Elke Pilz hat elf biografische Essays zu „bedeutenden Frauen des 19. Jahrhunderts“ zusammengestellt

Von Rolf LöchelRSS-Newsfeed neuer Artikel von Rolf Löchel

Besprochene Bücher / Literaturhinweise

„Erst spät“ habe man die „Qualität“ von Elisabeth Barrett-Brownings poetischem Œuvre erkannt, meint Gerhard Danzer und hält die Entdeckung der englischen Autorin im deutschen Sprachraum Rainer Maria Rilkes „kongeniale Übersetzungen“ zu Gute. Tatsächlich aber hat Helene von Druskowitz die Lyrikerin bereits 1885 in ihrem Buch „Drei englische Dichterinnen“ dafür gepriesen, dass sie in ihrem Vaterlande „unerreicht“ sei. In Deutschland, so fährt sie fort, sei Annette von Droste-Hülshoff „die einzige Ebenbürtige“. Zur Zeit dieses fulminanten Lobes stand Rilke gerade mal in seinem zehnten Jahr. Immerhin aber verweist auch Danzer darauf, dass Barrett-Brownings 1844 erschienene Gedichtsammlung Londons Kritiker „begeistert[e]“, die sie „kurzerhand zu Englands bedeutendster lebender Dichterin“ erklärten. Nachzulesen ist das – mit Ausnahme der Zitate von Druskowitz – alles in einem von Elke Pilz herausgegebenen Band mit elf Essays über „[b]edeutende Frauen des 19. Jahrhunderts“, zu dem Danzer neben Beiträgen über George Eliot und Ellen Key eben auch einen zu Elisabeth Barrett-Browning beigesteuert hat.
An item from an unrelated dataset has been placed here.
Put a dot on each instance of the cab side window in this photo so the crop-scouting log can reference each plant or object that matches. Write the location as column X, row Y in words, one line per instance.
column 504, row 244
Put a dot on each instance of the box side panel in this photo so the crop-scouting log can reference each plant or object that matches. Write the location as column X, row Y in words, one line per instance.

Wie die Herausgeberin darlegt, sollen die biografischen Essays „exemplarisch“ zeigen, „wie sehr die Frauenemanzipation des 20. Jahrhunderts hinsichtlich inhaltlicher und formaler Gesichtspunkte im 19. Jahrhundert wurzelt“. Nun bestehen diese Wurzeln zweifellos, freigelegt werden sie in den vorliegenden Arbeiten jedoch nur bedingt. Dass die Beiträge als Essays nicht ausnahmslos wissenschaftlichen Kriterien standhalten, versteht sich, auch wenn manche von ihnen ganz offenbar den Anschein erwecken wollen, indem sie beispielsweise mit einer „Conclusio“ schließen. Und gelegentlich stolpert man bei der Lektüre eines Beitrags auch schon einmal über stilistische Unebenheiten, die einem Versuch der Anverwandlung an den Stil der Altvorderen geschuldet sein dürften. Oder sollte etwa von Leihmutterschaft die Rede sein, wenn Renate Köpke konstatiert, dass 1786 „dem Ehepaar Seidler in Jena die Tochter Caroline Sophie Louise geboren [wurde]“. Leihmutterschaft im 18. Jahrhundert? Das wäre sensationell. Weniger sensationell ist, dass sich das Töchterchen später als erwachsene Frau für die „künstlerische Entwicklung“ eines Mannes verwandt, indem sie ihm Modell stand. Das taten viele. Doch trat die „Virtuosin der Freundschaft“ aus diesen Vielen hervor, da sie selbst Malerin war und sich von Kersting einzig malen ließ, um den Verkauf der Bilder des unbekannten Kollegen am Weimarer Hof zu befördern.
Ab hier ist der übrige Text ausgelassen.